Dayton, Columbus sue AG Dave Yost to improve Ohio’s background-check database

Dayton, Ohio – City attorneys for Columbus and Dayton have asked a Franklin County court to order Attorney General Dave Yost’s office to fix “large, dangerous gaps” in state and federal background-check reporting systems.

In the suit, announced Monday, the cities argue the Ohio Bureau of Criminal Investigation, which Yost oversees, rejects many reports of felonies, outstanding warrants, and other red flags on technical grounds. And when court clerks don’t report such information, they aren’t punished, the suit alleges.

For years, Ohio has had problems with how often court clerks and other officials report information to background-check databases, which are used to determine — among other things — whether someone is legally qualified to buy a gun or hold a sensitive public job such as a teacher, among other things.

Such criticism has intensified in the wake of a number of mass shootings, including one in Dayton last year that left nine dead.

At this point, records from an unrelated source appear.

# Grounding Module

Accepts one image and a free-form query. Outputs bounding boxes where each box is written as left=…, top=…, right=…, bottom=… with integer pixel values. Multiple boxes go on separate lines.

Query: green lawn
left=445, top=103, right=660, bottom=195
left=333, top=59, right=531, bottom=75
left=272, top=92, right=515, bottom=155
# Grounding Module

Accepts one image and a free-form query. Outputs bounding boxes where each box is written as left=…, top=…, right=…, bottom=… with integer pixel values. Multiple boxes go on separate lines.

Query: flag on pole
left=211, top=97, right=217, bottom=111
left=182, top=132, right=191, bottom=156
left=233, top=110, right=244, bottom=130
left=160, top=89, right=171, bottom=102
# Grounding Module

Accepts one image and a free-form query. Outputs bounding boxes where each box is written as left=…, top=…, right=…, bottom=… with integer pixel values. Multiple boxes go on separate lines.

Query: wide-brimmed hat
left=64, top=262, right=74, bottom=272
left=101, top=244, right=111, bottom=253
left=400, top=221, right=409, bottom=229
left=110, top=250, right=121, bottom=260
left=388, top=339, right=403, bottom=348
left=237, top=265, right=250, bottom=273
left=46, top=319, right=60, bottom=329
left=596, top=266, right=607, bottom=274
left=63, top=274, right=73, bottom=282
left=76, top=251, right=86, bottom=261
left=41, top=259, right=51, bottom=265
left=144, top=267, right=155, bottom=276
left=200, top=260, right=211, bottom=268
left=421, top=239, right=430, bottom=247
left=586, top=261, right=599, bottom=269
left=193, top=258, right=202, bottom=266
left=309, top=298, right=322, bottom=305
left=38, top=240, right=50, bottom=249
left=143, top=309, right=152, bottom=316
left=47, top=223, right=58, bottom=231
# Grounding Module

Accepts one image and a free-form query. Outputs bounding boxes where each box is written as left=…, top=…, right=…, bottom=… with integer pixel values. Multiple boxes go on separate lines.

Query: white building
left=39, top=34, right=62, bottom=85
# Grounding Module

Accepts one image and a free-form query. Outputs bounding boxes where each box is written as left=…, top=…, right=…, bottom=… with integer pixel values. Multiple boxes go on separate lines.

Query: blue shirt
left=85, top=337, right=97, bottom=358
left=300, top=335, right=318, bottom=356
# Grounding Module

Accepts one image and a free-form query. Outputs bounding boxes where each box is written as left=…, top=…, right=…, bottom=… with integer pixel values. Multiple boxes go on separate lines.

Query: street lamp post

Gov. Mike DeWine has called for making it mandatory for local authorities to enter warrants and protection orders into state and national databases, among other proposed gun reforms. DeWine said in August his administration’s efforts have resulted in a 903% jump in the number of arrest warrants entered into the national warrant database since March 2019.

But the lawsuit filed by Columbus and Dayton claims the governor should be focused on ensuring all relevant information is supplied to the databases, rather than just warrants.

“We should all be deeply concerned that background checks may be failing to keep firearms out of the hands of violent offenders, putting our residents in a dangerous position,” said Columbus Mayor Andrew Ginther, a Democrat, in a statement. “We cannot and will not tolerate it.”

In a statement Yost spokeswoman Bethany McCorkle said the AG’s office has spent millions of dollars to improve the reporting system and that BCI is working with courts and law-enforcement agencies to more quickly and accurately feed information into the system. She noted that the AG’s office can’t force these agencies to provide the info.

“BCI is working toward having a process that is faster and the information is accurately verified,” McCorkle stated. “The problematic link in this chain is not BCI, as the complaint notes.”

The lawsuit, McCorkle continued, “has high drama, low substance, and no solutions,” noting her office learned of the suit through a news conference. “The utter lack of communication smacks of bad faith and is a poor mechanism to fix any problem,” she stated.

Besides Columbus and Dayton, the third plaintiff in the suit is Meghan Volk, an Ohio resident with two children in public schools.